The 'French Flute School'
The pupils of
Claude-Paul Taffanel at the Paris Conservatoire
had a strong influence on flute-playing in early-20th-century
Europe and America where many of them held prominent
orchestral and teaching positions and made some of the
first recordings of classical repertoire.
This so-called French Flute School used metal flutes
of the modified
Boehm system by Louis
Lot and others, and a playing style that featured
a light tone and vibrato. It stood in contrast to the
mostly wooden instruments German and English flutists
played with a strong and steady sound.
By the 1930s recordings had introduced the French sound
to people all over Europe and America. Euorpean flute-making
was in decline, while American makers, led by the William
S. Haynes Co. of Boston, were building copies of Louis
Lot-style Boehm flutes. When the English firm of
Rudall, Carte & Co. closed after World War 2,
the Lot-style metal flute became the only type in regular
production all over the world.
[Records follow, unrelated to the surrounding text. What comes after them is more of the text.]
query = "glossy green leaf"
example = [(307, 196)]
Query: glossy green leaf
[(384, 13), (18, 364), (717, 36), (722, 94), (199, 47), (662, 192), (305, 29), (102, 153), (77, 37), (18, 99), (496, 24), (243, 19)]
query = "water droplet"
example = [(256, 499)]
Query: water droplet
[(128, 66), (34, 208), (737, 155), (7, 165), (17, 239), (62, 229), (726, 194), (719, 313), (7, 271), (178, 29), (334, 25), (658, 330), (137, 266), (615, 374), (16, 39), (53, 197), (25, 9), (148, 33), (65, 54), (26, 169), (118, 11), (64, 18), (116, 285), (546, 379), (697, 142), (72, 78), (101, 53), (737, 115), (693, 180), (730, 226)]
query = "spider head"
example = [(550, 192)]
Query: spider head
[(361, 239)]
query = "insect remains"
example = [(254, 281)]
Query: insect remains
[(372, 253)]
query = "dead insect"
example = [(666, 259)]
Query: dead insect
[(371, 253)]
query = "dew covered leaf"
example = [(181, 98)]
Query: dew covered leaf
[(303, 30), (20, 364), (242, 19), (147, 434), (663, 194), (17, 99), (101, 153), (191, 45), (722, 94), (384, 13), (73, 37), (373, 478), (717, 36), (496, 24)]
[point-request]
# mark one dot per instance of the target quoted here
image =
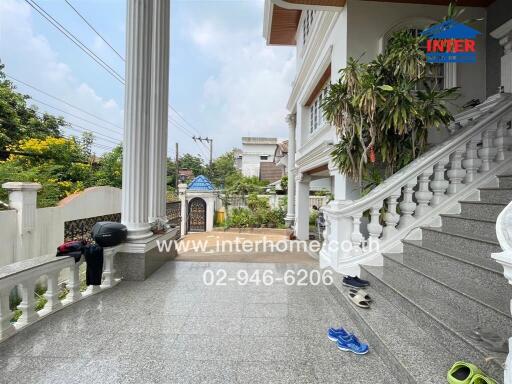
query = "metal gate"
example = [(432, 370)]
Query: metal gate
[(197, 215)]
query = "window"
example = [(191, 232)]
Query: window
[(307, 24), (316, 115)]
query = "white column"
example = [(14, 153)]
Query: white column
[(134, 209), (23, 198), (291, 119), (504, 34), (182, 193), (159, 110), (302, 213)]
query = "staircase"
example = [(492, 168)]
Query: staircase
[(429, 297), (432, 277)]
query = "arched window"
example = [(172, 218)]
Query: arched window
[(440, 75)]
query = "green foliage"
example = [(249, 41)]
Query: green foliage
[(312, 217), (19, 121), (110, 168), (284, 184), (382, 110), (257, 214), (245, 185)]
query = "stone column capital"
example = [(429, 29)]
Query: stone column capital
[(291, 119)]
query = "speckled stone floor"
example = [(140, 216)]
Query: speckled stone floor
[(172, 328)]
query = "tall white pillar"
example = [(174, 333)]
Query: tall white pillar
[(182, 193), (290, 214), (302, 213), (134, 209), (159, 110), (504, 34)]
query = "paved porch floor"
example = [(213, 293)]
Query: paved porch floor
[(172, 328)]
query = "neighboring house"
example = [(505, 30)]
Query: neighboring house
[(256, 150)]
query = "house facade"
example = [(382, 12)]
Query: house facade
[(326, 34)]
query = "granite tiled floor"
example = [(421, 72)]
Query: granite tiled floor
[(172, 328)]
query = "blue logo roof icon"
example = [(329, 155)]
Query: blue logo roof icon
[(450, 29)]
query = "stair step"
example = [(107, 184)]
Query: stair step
[(481, 210), (485, 285), (496, 195), (468, 248), (470, 226), (441, 312), (412, 354), (505, 181)]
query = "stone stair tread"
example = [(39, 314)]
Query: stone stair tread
[(439, 307), (417, 352), (432, 248), (473, 290), (458, 216), (472, 237)]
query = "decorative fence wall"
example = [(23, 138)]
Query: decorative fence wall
[(49, 227), (173, 211)]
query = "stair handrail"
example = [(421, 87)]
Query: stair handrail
[(426, 160)]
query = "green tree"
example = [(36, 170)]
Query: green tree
[(19, 121), (110, 168)]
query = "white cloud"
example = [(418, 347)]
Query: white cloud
[(250, 91), (30, 57)]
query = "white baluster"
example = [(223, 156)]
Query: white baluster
[(73, 285), (407, 206), (27, 304), (471, 161), (374, 227), (456, 173), (52, 293), (391, 217), (356, 236), (423, 195), (6, 328), (439, 184), (108, 267), (488, 150), (501, 141)]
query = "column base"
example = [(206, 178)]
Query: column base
[(139, 258)]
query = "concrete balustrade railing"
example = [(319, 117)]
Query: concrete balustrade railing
[(418, 193), (24, 276)]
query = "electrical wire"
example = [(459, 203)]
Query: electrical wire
[(94, 29)]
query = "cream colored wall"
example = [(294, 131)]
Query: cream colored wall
[(369, 21)]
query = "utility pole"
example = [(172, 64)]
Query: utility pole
[(177, 167), (209, 141)]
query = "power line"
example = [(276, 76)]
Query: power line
[(62, 101), (94, 29), (75, 40), (75, 116), (84, 48)]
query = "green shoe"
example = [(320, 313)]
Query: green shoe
[(462, 373), (481, 379)]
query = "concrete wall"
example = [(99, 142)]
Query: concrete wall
[(49, 226), (497, 13), (251, 157)]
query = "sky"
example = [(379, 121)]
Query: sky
[(225, 82)]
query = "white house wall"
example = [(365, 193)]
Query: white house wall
[(251, 157), (368, 22)]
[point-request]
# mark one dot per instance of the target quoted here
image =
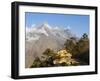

At the same time the
school band movement gave almost all children the chance
to learn a wind instrument.
These are the main reasons why this French-influenced
instrument and playing style became the basis of a new
American-dominated International Style after c1970.
Chapter 11, 'The French Flute School', of Ardal Powell's
The Flute (Yale University
Press, 2002) contains more information on this topic.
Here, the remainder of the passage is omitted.